As part of her mission to expand STEM education for all students, CPS CEO Barbara Byrd-Bennett recently spoke at the WIB Women’s History Event, which explored bridging the gender gap in the life sciences.

 

“At CPS, I have been focused on promoting the entrance and advancement of young women in STEM education and careers, because this is a field where women are currently under-represented,” said CEO Byrd-Bennett. “Increasing opportunities for women in these fields is an important step towards realizing greater economic success and equality for women across the board.”

 

Over the past two years, CPS has created more than 20 new STEM schools and programs, many of which have found creative ways of actively engaging female students. Take Carl Von Linne Elementary, where technology teacher Jodi Mahoney runs an after-school tech club specifically for girls.

 

“This group is currently creating a video to educate prospective students about all that Linne has to offer,” said Jodi. “They are learning the basics of video, like how to work with cameras, edit video clips and add special effects.

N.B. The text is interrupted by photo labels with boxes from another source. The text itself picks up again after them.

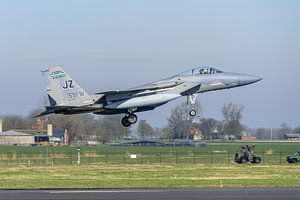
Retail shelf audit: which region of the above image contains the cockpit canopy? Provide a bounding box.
[178,67,223,76]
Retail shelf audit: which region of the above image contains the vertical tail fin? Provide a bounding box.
[47,67,92,106]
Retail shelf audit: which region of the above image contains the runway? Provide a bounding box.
[0,188,300,200]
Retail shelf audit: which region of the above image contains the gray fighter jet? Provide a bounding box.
[37,67,262,127]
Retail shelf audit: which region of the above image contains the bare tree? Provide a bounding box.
[222,103,244,138]
[168,102,201,139]
[199,118,218,138]
[138,120,154,138]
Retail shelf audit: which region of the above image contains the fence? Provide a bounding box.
[0,151,292,166]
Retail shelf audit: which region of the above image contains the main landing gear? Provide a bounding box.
[122,114,138,127]
[187,94,198,117]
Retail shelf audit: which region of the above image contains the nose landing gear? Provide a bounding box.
[187,94,198,117]
[189,109,197,117]
[121,114,138,127]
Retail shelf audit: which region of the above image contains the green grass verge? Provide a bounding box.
[0,164,300,189]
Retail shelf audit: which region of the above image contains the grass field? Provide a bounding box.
[0,165,300,189]
[0,143,300,189]
[0,142,300,154]
[0,143,300,166]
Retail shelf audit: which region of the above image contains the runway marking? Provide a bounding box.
[49,190,166,194]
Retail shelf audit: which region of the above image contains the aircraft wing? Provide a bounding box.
[96,82,183,96]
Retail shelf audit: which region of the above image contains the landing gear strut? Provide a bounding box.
[187,94,198,117]
[122,114,138,127]
[190,109,197,117]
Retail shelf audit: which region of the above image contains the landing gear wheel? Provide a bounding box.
[190,109,197,117]
[122,117,131,127]
[127,114,137,124]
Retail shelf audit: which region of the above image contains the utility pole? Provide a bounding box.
[270,128,273,141]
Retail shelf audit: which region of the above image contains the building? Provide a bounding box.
[0,131,34,146]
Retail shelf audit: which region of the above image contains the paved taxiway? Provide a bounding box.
[0,188,300,200]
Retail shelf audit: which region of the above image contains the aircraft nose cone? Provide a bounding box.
[239,74,263,85]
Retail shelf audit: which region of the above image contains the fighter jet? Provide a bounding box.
[37,66,262,127]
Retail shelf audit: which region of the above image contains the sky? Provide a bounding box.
[0,0,300,128]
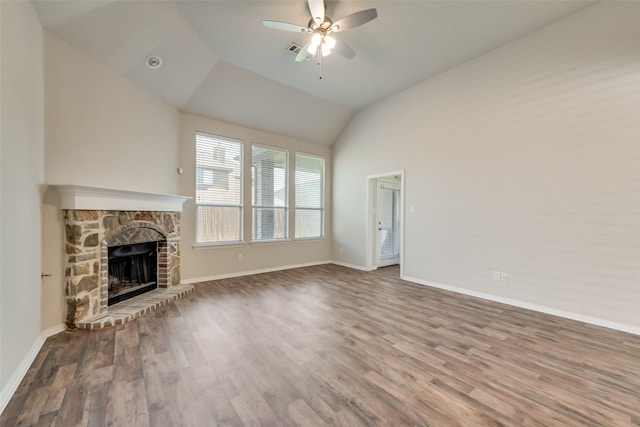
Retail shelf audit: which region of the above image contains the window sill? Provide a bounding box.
[293,237,327,243]
[249,239,292,246]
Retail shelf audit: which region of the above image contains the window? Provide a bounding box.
[196,133,242,243]
[295,153,324,239]
[251,145,289,241]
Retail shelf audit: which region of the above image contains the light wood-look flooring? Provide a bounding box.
[0,265,640,427]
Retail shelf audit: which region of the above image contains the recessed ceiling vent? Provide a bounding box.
[287,43,302,55]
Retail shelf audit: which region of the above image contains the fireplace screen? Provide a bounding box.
[107,242,158,305]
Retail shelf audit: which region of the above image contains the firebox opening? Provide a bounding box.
[107,242,158,305]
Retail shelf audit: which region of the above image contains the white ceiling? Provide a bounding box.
[33,0,593,145]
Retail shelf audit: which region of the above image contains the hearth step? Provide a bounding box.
[77,284,193,329]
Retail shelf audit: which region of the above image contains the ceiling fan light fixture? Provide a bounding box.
[324,36,336,49]
[146,55,162,69]
[311,33,322,47]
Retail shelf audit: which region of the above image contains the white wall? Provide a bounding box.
[0,1,44,402]
[333,2,640,332]
[179,114,331,282]
[42,32,180,328]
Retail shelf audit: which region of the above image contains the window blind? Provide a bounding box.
[196,132,242,243]
[295,153,324,239]
[251,145,289,241]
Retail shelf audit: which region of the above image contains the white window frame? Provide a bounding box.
[293,151,327,240]
[194,131,244,246]
[251,143,290,243]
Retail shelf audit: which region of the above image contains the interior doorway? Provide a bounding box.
[367,171,404,275]
[375,179,400,267]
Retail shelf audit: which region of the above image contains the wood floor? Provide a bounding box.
[0,265,640,427]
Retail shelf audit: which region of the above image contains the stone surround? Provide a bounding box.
[63,209,180,328]
[77,284,193,329]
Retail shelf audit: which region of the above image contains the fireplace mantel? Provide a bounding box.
[53,185,191,212]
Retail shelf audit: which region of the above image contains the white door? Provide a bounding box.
[376,181,400,267]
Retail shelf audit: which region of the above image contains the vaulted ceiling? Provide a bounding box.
[33,0,593,145]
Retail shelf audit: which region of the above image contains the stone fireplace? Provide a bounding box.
[56,186,187,327]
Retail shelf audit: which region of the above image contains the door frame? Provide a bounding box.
[365,169,405,278]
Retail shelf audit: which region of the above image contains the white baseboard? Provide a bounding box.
[331,261,372,271]
[180,261,331,284]
[402,276,640,335]
[0,323,67,414]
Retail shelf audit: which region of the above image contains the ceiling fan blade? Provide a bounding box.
[333,40,356,59]
[296,40,313,62]
[262,21,308,33]
[309,0,324,24]
[331,9,378,33]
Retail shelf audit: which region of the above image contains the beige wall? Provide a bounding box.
[179,114,331,282]
[42,33,180,328]
[333,2,640,333]
[0,1,44,402]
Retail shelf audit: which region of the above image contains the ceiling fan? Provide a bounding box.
[262,0,378,62]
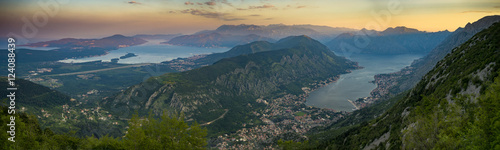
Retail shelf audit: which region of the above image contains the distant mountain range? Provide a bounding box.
[0,34,147,63]
[164,24,356,47]
[162,32,276,47]
[372,15,500,96]
[133,34,182,41]
[311,19,500,149]
[103,36,358,133]
[23,34,146,49]
[325,27,451,55]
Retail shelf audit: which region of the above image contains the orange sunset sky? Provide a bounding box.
[0,0,500,38]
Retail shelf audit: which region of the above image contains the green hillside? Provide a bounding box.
[315,23,500,149]
[103,36,357,133]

They’ve also learn the basics of audio engineering and run the audio equipment during school assemblies.”

 

Jodi also teaches a class called Women in Technology, where students are learning to use Live Code, an open source coding language for developing website and smart phone apps. Additionally, she manages a Parent TECH Night Group – a collection of girls who create and host an annual technology class for their parents to teach them basic Internet skills.

 

Other CPS schools have enlisted external partners to help them better engage girls. Finkl Elementary, for example, has invited an organization known as Sisters4Science to conduct a weekly after-school science experience exclusively for girls.

 

“I’ve been very impressed with the quality of this program,” said Finkl Assistant Principal Bertha Arredondo. “The skills and hands-on experience the girls are receiving have been top notch, and they look forward to exploring the sciences each week.” Active in Chicago since 1999, Sisters4Science currently brings STEM programming to students in six CPS schools. This after-school program targets girls and minority youth, connecting them with female scientists and engaging them with creative, hands-on activities in science and technology.

 

“It’s about curiosity, fun and engagement,” said Natasha Smith-Walker, Executive Director of Project Exploration, which administers Sisters4Science. “We recruit female scientists and engineers for guest lecturing, and provide a staff of female STEM facilitators to help students conduct scientific experiments, learn about nutrition, and participate in engineering activities.”

 

On May 9, Sisters4Science will take several CPS students to Girls Health and Science Day - a conference on understanding and shaping their digital footprint. The group also provides programming during spring and summer breaks, including an upcoming event at the Union League Boys and Girls Club focused on computer science and coding, urban health, and environmental programs.

 

"All of these programs are a great opportunity to help female students focus on developing technology skills in an environment where they feel empowered," said Jodi Mahoney. "Technology educators continue to be concerned about the number of female students entering STEM programs in higher education and career, so we need to find creative ways to engage them, build their confidence, and encourage their participation in these fields."